The most common route is about 9-10 km one way (5.6 – 6.2 mi) and will get you to a viewing area to see the erupting crater. Most of the trail is on uneven, rocky, and often slippery terrain, and you will need to travel up and down steep hills. Therefore, the hike is unsuitable for young children and people in poor health. Gas pollution can also present difficulties for children and people with lung problems.
There is a shorter route where you can see the lava from the Litli-Hrútur eruption and the lava from the 2021 and 2022 eruptions. The trail is 4 km one-way (2.4 mi). However, you won’t be able to see the crater itself.
The ICE-SAR and the Icelandic authorities are looking into new routes. We will keep you updated once those are ready.
During the hike, please stay on the designated path, which ICE-SARS workers have marked with delineator posts.
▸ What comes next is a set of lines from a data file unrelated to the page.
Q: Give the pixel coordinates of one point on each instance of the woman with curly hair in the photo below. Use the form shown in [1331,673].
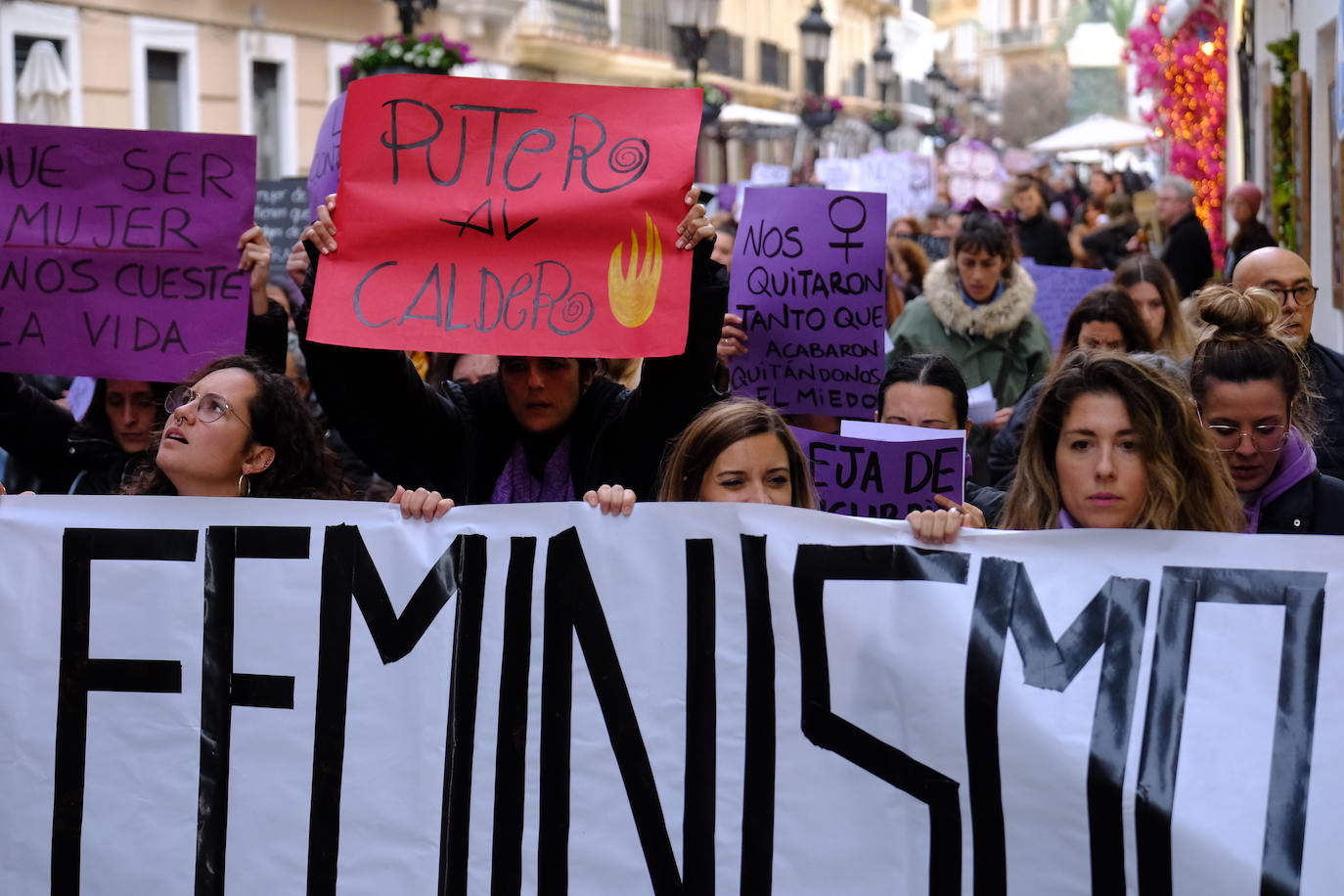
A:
[240,430]
[1116,445]
[1157,299]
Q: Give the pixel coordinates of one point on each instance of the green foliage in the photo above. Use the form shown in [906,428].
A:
[1282,158]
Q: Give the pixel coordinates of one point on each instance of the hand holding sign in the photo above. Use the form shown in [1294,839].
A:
[255,259]
[942,525]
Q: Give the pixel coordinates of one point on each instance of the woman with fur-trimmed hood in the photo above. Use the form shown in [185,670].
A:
[977,310]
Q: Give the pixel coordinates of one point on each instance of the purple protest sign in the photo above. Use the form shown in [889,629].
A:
[809,283]
[884,479]
[121,250]
[1059,291]
[324,171]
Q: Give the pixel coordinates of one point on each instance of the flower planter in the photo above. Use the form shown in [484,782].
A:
[819,118]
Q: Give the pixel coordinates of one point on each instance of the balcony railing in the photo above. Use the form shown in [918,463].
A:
[579,19]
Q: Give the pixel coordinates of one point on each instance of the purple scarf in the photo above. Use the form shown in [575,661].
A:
[1296,463]
[517,485]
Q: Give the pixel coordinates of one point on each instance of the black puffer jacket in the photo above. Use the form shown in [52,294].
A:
[65,456]
[459,439]
[1311,507]
[1007,442]
[1043,241]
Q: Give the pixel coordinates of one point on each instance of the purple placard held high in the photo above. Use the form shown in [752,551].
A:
[1059,291]
[884,479]
[809,283]
[121,250]
[324,171]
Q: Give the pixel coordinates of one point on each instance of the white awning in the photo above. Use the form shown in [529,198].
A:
[1098,132]
[737,112]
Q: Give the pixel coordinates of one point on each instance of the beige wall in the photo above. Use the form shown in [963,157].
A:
[105,35]
[105,38]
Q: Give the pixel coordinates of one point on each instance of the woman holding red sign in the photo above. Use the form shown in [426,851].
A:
[546,428]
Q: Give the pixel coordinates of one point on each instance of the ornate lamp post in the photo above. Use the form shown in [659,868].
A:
[883,121]
[412,11]
[882,71]
[944,96]
[816,49]
[693,22]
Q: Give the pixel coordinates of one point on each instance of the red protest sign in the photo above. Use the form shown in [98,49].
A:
[510,218]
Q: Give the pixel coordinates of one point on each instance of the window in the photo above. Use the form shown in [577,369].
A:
[162,90]
[162,74]
[266,118]
[266,105]
[723,55]
[644,23]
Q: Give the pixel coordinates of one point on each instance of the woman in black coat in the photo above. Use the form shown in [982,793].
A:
[1039,237]
[96,454]
[546,428]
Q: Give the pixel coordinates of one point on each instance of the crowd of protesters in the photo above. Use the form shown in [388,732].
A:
[1175,400]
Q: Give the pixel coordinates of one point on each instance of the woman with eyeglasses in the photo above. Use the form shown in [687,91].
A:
[1250,388]
[240,430]
[98,453]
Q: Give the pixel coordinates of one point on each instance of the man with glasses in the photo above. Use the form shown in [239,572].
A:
[1289,278]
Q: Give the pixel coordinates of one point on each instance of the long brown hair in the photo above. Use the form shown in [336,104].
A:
[1176,338]
[712,431]
[304,467]
[1107,304]
[1188,484]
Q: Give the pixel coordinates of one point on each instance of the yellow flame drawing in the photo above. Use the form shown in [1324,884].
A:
[633,294]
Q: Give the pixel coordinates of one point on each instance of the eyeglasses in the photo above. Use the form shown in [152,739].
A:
[210,407]
[1264,438]
[1304,294]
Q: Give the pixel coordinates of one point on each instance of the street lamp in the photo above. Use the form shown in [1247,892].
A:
[693,23]
[412,11]
[882,71]
[816,49]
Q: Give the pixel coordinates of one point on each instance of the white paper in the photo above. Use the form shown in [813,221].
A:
[895,431]
[768,175]
[981,403]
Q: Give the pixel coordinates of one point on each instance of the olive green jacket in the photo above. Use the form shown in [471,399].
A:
[981,341]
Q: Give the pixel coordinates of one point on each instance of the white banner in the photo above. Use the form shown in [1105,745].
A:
[283,696]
However, there is no other infrastructure on the route, no artificial light and no bathrooms. Make arrangements for bathroom breaks by either bringing a travel toilet or mentally preparing yourself for going behind a large rock.
If you’ve decided to go without a guide to the volcano, note that there are two designated parking areas near the site. Both have plenty of space, so do not park your car roadside, as that can result in a hefty fine for you. Also, remember that off-road driving is illegal —at the volcano and throughout Iceland— and will also result in fines.
Parking for the volcano is not free. There is a fee of 1,000 ISK (appr. 8 USD), but the payment is valid for 24 hours. The cost is so landowners can create more infrastructure on the hiking route to make it better and more accessible. You can pay electronically through Parka.is. The parking lots are monitored with cameras, and an additional fee is added if parking is unpaid.
What to Wear to Visit the Volcano
When preparing for a long hike to the volcano, remember that the weather in Iceland is famously fickle. It can change quickly, from sunny to snowy. So you should expect all seasons, even in the summer.
Wearing layers is key, as you can always remove a layer if you get too hot. However, try to avoid cotton clothes. The material absorbs and retains sweat, leading to rapid body heat loss when hit with cold winds. Good hiking boots are also vital, as the route is rocky.
Below is a list of things to wear when visiting the volcano:
- A base layer of t-shirt or thermal underwear, preferably wool or synthetic.
- A mid layer of wool, fleece, down or synthetic jumper and trousers
- A warm and waterproof outer layer
- Warm socks
- Warm hat, scarf and gloves
- Good hiking shoes
You should also bring an extra set of clothes, a water bottle and lunch. Hiking poles are not essential, but always good to have.
If you travel with a guide, they will bring other necessities. However, those on a self-guided tour to the volcano should also take with them:
- Headlight or flashlight and extra batteries
- Fully charged phone
- Trash bags and toilet paper
- Hot water, coffee, tea or chocolate
- Extra food
The volcano on the Reykjanes Peninsula is currently erupting, and you can visit the eruption site if the Icelandic Search and Rescue teams have deemed the roads safe. They evaluate the situation daily and base their decisions on the weather and the amount of poisonous gasses in the air.
We highly recommend a guided tour for those who wish to visit. The guide knows the area well, so not only is it safer, but they’ll also take you to the best vantage points for the best views of the flowing lava. There is also a possibility of taking a helicopter tour for a bird’s eye view of the glowing magma.
The hike to the volcano is long and takes at least 6-8 hours. It is on a rocky, uneven trail which leads up and down hills. It is not suitable for people in poor health or children under 12. Those planning on a visit must wear proper clothes and good hiking shoes.
Keep your safety at the forefront of your mind when visiting. Never go on the trail when it is closed, take note of your surroundings, and listen to the onsite Icelandic Search and Rescue Team.